Hacker, John S.

Born: 1797 Daviess County, Kentucky

Died: 1877 Jonesboro, Illinois

In 1812, John Hacker settled in southern Illinois. He was a "tall, gangling, awkward backwoods lad" who attended one of the first schools in what is now Alexander County. When he was just sixteen, he served in the War of 1812 as a member of the Missouri Militia. He moved to Jonesboro as a young man with political ambitions. In 1817, he married Elizabeth Milliken, and they had four children. Hacker won election to the Illinois House of Representatives in 1824 and to the Illinois Senate in 1834 and 1838. A Democrat, he represented Union and Alexander counties. While in the legislature, he made it a personal political rule to vote "no" on all doubtful questions. In 1849, he went to California to dig for gold, but he returned to Illinois and settled in Cairo, where President Franklin Pierce appointed him as a port surveyor. He was postmaster at Jonesboro, an assistant doorkeeper of the United States House of Representatives, and an examiner of cadets at West Point. In 1857, he retired, and by 1860, he was living the leisurely life of a "gentleman" in Cairo.
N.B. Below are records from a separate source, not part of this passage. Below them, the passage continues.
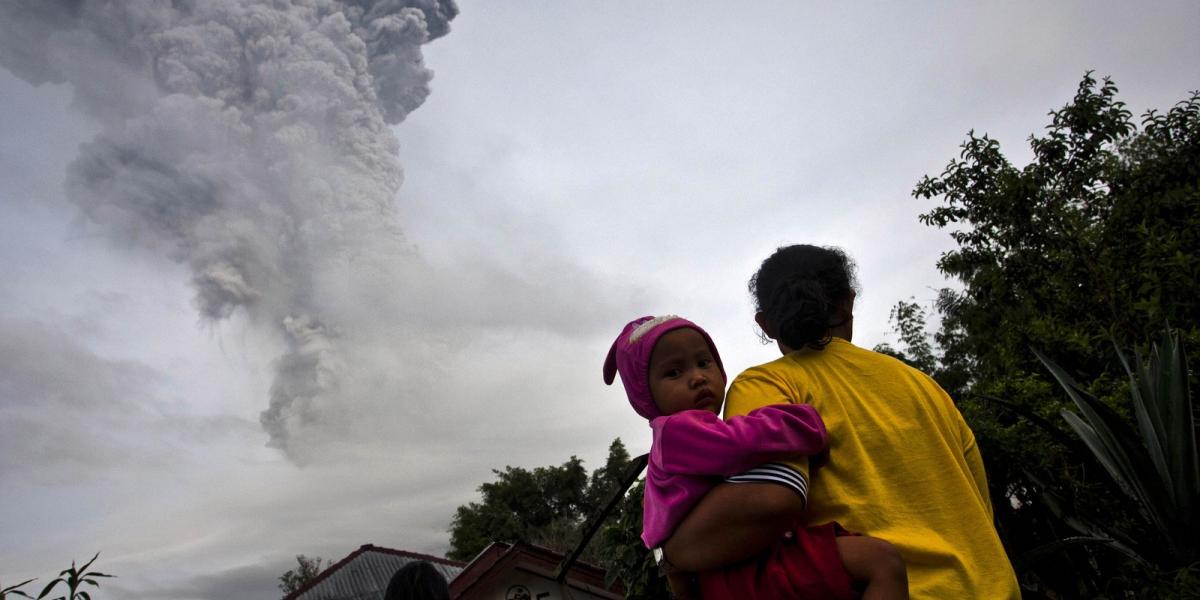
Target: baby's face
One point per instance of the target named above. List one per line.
(684, 375)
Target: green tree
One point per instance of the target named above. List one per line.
(545, 505)
(306, 569)
(75, 579)
(15, 591)
(1091, 246)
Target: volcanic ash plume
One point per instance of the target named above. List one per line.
(249, 141)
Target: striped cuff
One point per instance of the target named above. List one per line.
(774, 473)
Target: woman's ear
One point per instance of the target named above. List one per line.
(761, 319)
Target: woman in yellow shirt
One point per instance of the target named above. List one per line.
(901, 466)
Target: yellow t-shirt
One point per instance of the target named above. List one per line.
(903, 465)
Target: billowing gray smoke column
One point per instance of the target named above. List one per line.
(249, 141)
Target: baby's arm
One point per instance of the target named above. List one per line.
(700, 443)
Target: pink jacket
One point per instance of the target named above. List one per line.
(694, 450)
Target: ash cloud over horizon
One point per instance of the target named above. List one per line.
(251, 143)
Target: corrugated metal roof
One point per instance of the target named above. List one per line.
(366, 573)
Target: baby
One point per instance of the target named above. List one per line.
(675, 378)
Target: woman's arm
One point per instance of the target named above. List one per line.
(731, 523)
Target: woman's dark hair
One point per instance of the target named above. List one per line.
(418, 580)
(801, 289)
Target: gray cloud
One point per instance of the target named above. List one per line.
(247, 141)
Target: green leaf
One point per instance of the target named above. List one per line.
(48, 587)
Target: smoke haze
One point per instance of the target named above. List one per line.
(250, 142)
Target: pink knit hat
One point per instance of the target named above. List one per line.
(630, 355)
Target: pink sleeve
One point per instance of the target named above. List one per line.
(700, 443)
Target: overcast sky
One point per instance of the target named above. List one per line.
(575, 165)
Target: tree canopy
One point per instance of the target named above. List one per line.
(544, 505)
(1091, 247)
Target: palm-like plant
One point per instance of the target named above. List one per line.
(75, 579)
(15, 591)
(1155, 462)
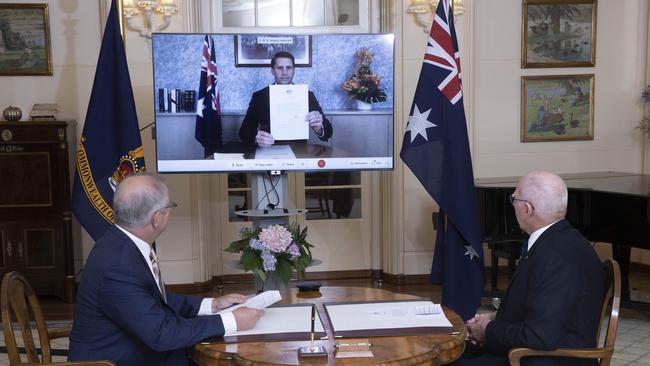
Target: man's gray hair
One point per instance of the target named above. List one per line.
(548, 193)
(134, 207)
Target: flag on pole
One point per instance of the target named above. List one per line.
(436, 149)
(208, 109)
(110, 148)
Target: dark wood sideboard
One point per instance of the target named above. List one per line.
(35, 212)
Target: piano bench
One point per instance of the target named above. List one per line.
(508, 249)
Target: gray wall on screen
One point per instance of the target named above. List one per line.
(177, 65)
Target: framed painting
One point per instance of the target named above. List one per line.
(25, 40)
(558, 33)
(257, 50)
(557, 108)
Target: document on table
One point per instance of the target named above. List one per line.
(399, 317)
(284, 319)
(289, 107)
(261, 301)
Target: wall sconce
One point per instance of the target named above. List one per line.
(424, 10)
(166, 8)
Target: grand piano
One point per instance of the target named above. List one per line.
(608, 207)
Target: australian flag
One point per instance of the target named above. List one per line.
(208, 109)
(110, 148)
(436, 149)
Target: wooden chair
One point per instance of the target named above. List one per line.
(612, 301)
(16, 294)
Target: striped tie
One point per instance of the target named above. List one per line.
(156, 272)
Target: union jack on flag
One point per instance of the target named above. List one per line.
(208, 109)
(436, 149)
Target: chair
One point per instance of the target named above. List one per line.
(16, 294)
(612, 301)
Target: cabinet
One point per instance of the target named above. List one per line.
(35, 215)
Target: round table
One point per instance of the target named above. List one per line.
(402, 350)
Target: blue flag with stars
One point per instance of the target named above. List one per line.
(436, 149)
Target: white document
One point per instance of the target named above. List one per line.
(275, 152)
(285, 319)
(386, 315)
(289, 107)
(261, 301)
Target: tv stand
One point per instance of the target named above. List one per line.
(270, 192)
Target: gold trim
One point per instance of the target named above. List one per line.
(590, 133)
(524, 34)
(46, 35)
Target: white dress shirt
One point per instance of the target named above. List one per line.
(228, 319)
(535, 235)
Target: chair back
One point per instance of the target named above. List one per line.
(19, 302)
(611, 303)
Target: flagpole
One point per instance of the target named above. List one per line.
(120, 11)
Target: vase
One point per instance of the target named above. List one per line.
(272, 282)
(363, 105)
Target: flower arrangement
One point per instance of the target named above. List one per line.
(644, 123)
(363, 85)
(276, 249)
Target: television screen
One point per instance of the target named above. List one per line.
(326, 104)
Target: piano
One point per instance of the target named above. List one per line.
(609, 207)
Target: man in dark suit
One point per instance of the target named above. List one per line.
(554, 299)
(123, 312)
(256, 127)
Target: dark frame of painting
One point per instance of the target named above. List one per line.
(558, 33)
(256, 50)
(25, 46)
(557, 108)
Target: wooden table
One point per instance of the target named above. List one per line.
(404, 350)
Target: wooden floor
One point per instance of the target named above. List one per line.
(55, 309)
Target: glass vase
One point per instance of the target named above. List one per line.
(272, 282)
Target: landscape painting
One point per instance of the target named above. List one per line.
(25, 40)
(557, 108)
(558, 33)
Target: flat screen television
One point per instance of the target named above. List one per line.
(361, 135)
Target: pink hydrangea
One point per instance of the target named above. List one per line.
(275, 238)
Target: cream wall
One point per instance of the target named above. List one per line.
(402, 242)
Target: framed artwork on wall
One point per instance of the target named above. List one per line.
(256, 50)
(557, 108)
(25, 40)
(558, 33)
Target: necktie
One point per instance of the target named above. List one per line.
(156, 272)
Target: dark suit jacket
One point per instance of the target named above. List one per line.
(120, 315)
(258, 116)
(553, 300)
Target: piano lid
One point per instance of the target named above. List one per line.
(610, 182)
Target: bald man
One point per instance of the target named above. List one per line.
(554, 299)
(123, 312)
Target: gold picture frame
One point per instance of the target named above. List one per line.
(25, 46)
(557, 108)
(558, 33)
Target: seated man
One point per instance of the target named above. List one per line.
(123, 312)
(256, 127)
(555, 297)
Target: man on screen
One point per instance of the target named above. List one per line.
(255, 129)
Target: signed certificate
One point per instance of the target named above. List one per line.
(289, 106)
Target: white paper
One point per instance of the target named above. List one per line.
(386, 315)
(289, 107)
(261, 301)
(285, 319)
(275, 152)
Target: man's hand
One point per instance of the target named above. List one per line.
(476, 327)
(246, 317)
(315, 120)
(220, 303)
(264, 139)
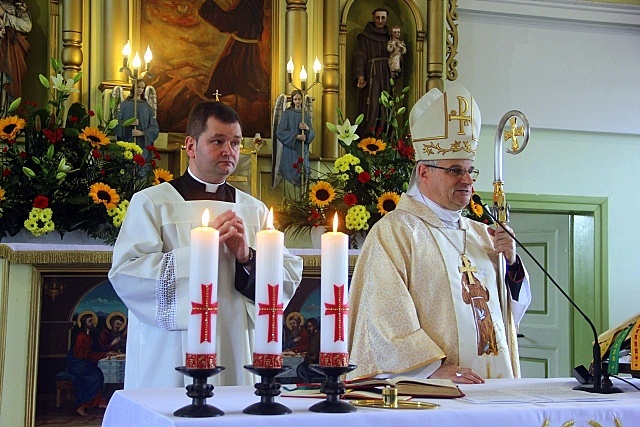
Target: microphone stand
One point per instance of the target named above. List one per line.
(599, 385)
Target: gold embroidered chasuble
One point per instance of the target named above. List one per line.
(410, 308)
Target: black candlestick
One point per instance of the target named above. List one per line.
(333, 388)
(199, 391)
(267, 389)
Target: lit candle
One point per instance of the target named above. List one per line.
(269, 304)
(203, 294)
(334, 294)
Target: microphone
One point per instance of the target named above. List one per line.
(599, 385)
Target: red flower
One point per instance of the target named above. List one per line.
(364, 177)
(53, 135)
(41, 202)
(350, 199)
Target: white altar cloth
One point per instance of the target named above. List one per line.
(521, 403)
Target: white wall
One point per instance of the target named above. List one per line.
(573, 68)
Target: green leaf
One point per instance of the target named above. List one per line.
(44, 81)
(14, 105)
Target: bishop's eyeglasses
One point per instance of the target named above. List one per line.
(458, 171)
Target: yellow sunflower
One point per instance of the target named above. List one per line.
(161, 175)
(11, 126)
(372, 145)
(388, 202)
(103, 194)
(322, 193)
(94, 136)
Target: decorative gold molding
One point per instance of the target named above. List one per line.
(54, 257)
(452, 40)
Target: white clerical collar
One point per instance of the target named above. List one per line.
(451, 219)
(209, 188)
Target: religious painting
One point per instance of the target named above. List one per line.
(83, 325)
(208, 50)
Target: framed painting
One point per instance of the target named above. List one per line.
(216, 49)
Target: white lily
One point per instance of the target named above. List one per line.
(64, 86)
(346, 132)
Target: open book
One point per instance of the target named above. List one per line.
(408, 386)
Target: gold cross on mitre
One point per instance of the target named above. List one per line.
(513, 134)
(467, 268)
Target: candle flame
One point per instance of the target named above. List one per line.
(126, 50)
(270, 219)
(205, 217)
(136, 61)
(148, 56)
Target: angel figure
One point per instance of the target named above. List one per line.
(396, 48)
(144, 130)
(293, 131)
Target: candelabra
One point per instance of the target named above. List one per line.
(304, 89)
(135, 74)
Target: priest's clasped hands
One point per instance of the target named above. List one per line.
(231, 229)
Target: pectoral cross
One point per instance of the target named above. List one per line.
(467, 268)
(513, 134)
(340, 310)
(273, 309)
(206, 308)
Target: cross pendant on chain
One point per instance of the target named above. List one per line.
(467, 268)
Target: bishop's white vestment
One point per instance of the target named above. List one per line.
(150, 272)
(411, 305)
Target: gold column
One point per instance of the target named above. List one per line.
(330, 77)
(71, 56)
(296, 37)
(435, 36)
(115, 15)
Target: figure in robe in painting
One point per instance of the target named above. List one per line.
(15, 23)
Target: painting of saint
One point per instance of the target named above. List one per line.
(212, 49)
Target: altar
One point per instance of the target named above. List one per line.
(521, 402)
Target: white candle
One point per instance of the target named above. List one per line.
(203, 294)
(334, 295)
(269, 304)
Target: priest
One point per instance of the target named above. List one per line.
(150, 270)
(425, 293)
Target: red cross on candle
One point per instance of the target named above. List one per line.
(207, 309)
(273, 310)
(340, 310)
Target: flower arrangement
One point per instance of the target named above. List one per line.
(364, 184)
(68, 175)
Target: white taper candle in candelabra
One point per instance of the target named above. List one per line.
(334, 294)
(269, 304)
(203, 296)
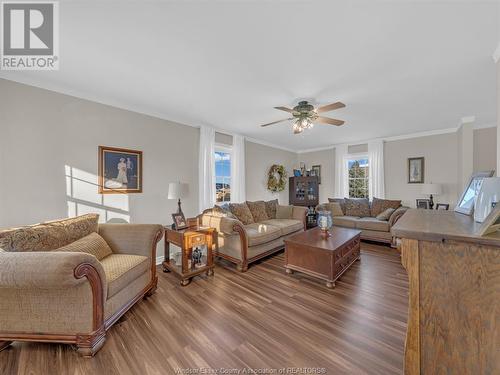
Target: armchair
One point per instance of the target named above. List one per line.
(72, 297)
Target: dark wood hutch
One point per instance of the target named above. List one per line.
(304, 191)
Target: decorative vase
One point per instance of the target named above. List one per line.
(325, 222)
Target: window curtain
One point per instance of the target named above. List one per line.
(341, 189)
(206, 168)
(376, 187)
(238, 193)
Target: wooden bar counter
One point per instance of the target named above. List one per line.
(454, 294)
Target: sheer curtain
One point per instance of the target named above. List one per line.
(238, 193)
(341, 189)
(376, 185)
(206, 168)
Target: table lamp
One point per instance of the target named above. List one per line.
(177, 190)
(431, 189)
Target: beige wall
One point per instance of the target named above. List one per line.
(325, 158)
(47, 137)
(440, 152)
(259, 159)
(485, 156)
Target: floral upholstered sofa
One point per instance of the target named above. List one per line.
(69, 281)
(252, 230)
(375, 219)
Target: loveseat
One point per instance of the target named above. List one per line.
(375, 219)
(69, 281)
(252, 230)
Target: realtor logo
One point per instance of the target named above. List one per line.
(30, 35)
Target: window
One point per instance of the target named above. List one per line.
(358, 177)
(222, 174)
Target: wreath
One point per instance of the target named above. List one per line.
(276, 178)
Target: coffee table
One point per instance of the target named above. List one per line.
(326, 258)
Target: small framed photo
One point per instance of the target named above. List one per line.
(120, 170)
(317, 172)
(442, 206)
(423, 203)
(416, 170)
(179, 221)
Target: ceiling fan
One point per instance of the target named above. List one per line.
(305, 115)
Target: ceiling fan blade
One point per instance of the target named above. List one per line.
(284, 109)
(330, 107)
(330, 121)
(275, 122)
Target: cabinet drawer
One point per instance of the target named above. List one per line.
(196, 240)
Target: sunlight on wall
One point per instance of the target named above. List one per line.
(83, 197)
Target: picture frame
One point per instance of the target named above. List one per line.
(465, 204)
(416, 170)
(491, 224)
(179, 221)
(424, 204)
(119, 170)
(442, 206)
(317, 172)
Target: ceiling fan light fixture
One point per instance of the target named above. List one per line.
(297, 128)
(302, 124)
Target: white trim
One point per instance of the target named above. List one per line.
(483, 126)
(468, 120)
(496, 54)
(95, 99)
(163, 116)
(269, 144)
(315, 149)
(420, 134)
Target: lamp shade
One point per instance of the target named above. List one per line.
(432, 189)
(177, 190)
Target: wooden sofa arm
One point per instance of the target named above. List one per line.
(46, 274)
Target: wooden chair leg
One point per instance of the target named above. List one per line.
(88, 346)
(4, 344)
(242, 267)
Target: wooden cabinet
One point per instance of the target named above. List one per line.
(454, 294)
(304, 191)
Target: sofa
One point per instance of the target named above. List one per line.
(375, 219)
(69, 281)
(250, 231)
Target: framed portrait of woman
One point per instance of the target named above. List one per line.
(120, 170)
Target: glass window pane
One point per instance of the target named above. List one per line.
(222, 176)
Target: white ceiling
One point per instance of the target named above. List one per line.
(399, 66)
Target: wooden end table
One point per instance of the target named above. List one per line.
(187, 239)
(326, 258)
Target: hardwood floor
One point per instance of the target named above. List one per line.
(263, 318)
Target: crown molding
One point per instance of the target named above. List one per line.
(58, 89)
(496, 54)
(163, 116)
(483, 126)
(305, 151)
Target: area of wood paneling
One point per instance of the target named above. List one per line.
(260, 319)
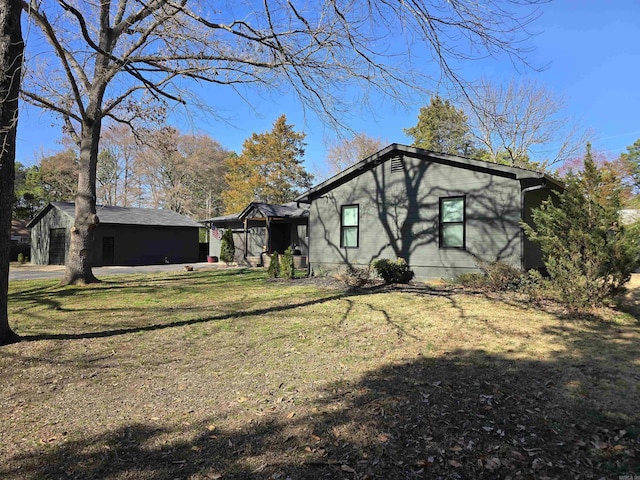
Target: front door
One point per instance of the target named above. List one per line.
(280, 236)
(57, 246)
(108, 250)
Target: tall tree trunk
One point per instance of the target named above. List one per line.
(11, 49)
(80, 257)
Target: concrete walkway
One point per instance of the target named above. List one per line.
(33, 272)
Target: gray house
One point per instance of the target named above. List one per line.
(442, 213)
(262, 228)
(125, 236)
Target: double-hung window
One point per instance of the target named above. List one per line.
(452, 222)
(349, 226)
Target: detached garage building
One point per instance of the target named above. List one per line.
(125, 236)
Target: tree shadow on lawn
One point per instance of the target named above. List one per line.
(464, 415)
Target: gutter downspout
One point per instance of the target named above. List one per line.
(533, 188)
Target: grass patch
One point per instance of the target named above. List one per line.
(226, 374)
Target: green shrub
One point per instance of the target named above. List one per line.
(227, 247)
(500, 276)
(471, 280)
(589, 255)
(393, 272)
(274, 266)
(356, 276)
(287, 268)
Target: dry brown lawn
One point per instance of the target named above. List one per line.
(226, 375)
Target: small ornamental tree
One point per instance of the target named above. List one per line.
(227, 246)
(587, 252)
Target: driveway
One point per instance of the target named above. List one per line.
(33, 272)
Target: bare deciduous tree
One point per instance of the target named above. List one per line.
(11, 48)
(522, 124)
(108, 58)
(342, 154)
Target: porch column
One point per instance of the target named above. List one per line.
(246, 238)
(268, 234)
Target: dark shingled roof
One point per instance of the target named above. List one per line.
(125, 216)
(397, 150)
(263, 210)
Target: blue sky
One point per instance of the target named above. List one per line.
(592, 48)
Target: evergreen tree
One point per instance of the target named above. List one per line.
(227, 246)
(268, 170)
(587, 252)
(442, 128)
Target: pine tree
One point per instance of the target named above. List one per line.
(587, 252)
(227, 247)
(442, 128)
(268, 170)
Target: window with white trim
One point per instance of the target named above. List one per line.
(452, 222)
(349, 226)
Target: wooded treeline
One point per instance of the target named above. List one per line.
(163, 168)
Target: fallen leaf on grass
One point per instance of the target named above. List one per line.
(492, 464)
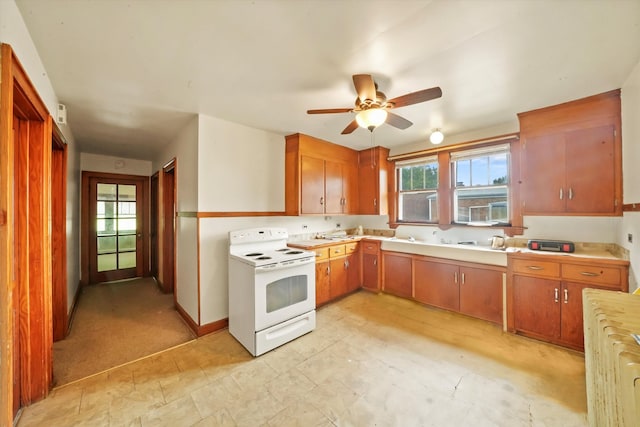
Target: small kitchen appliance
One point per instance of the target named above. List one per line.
(551, 245)
(272, 296)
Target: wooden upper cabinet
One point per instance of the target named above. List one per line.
(373, 169)
(320, 177)
(571, 158)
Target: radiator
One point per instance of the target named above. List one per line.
(612, 358)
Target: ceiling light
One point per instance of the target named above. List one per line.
(436, 136)
(371, 118)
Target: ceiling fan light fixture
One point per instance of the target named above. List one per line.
(371, 118)
(436, 136)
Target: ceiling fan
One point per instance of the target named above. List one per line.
(372, 106)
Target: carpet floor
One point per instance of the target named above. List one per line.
(116, 323)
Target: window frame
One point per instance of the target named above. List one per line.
(420, 161)
(445, 188)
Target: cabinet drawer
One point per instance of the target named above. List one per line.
(371, 248)
(337, 251)
(321, 254)
(351, 247)
(537, 268)
(591, 274)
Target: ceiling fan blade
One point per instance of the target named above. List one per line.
(397, 121)
(416, 97)
(365, 87)
(330, 111)
(350, 128)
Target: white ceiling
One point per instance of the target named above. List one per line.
(132, 73)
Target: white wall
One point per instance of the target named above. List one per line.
(185, 150)
(110, 164)
(239, 168)
(631, 172)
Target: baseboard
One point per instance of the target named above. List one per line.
(204, 329)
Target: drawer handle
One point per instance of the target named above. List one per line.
(589, 274)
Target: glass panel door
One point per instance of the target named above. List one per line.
(116, 227)
(116, 230)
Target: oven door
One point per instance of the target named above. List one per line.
(284, 292)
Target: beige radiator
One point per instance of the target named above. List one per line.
(612, 358)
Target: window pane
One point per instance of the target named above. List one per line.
(499, 173)
(480, 171)
(418, 207)
(126, 192)
(106, 227)
(106, 244)
(106, 262)
(127, 243)
(126, 260)
(106, 192)
(482, 205)
(463, 173)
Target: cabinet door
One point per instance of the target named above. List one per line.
(312, 185)
(481, 293)
(590, 172)
(543, 172)
(571, 323)
(437, 284)
(353, 271)
(370, 276)
(333, 188)
(397, 275)
(323, 282)
(368, 188)
(536, 306)
(338, 277)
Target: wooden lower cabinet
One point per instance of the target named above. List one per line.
(397, 274)
(544, 294)
(470, 289)
(337, 271)
(370, 265)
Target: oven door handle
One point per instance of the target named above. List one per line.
(285, 265)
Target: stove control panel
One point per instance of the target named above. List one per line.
(551, 245)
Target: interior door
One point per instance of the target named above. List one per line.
(115, 228)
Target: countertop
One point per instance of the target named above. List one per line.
(471, 253)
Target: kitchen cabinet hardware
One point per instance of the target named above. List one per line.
(589, 274)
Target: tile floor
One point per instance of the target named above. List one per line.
(374, 360)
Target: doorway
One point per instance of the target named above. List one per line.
(168, 220)
(114, 226)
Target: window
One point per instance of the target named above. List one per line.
(417, 190)
(480, 182)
William Henry Perrin, ed., History of Alexander, Union and Pulaski Counties, Illinois (Chicago: O. L. Baskin, 1883), 456-59; Theodore C. Pease, ed., Illinois Election Returns, 1818-1848, vol. 18 of Collections of the Illinois State Historical Library (Springfield: Illinois State Historical Library, 1923), 213, 265, 307; U.S. Census Office, Eighth Census of the United States (1860), Alexander County, IL, 49.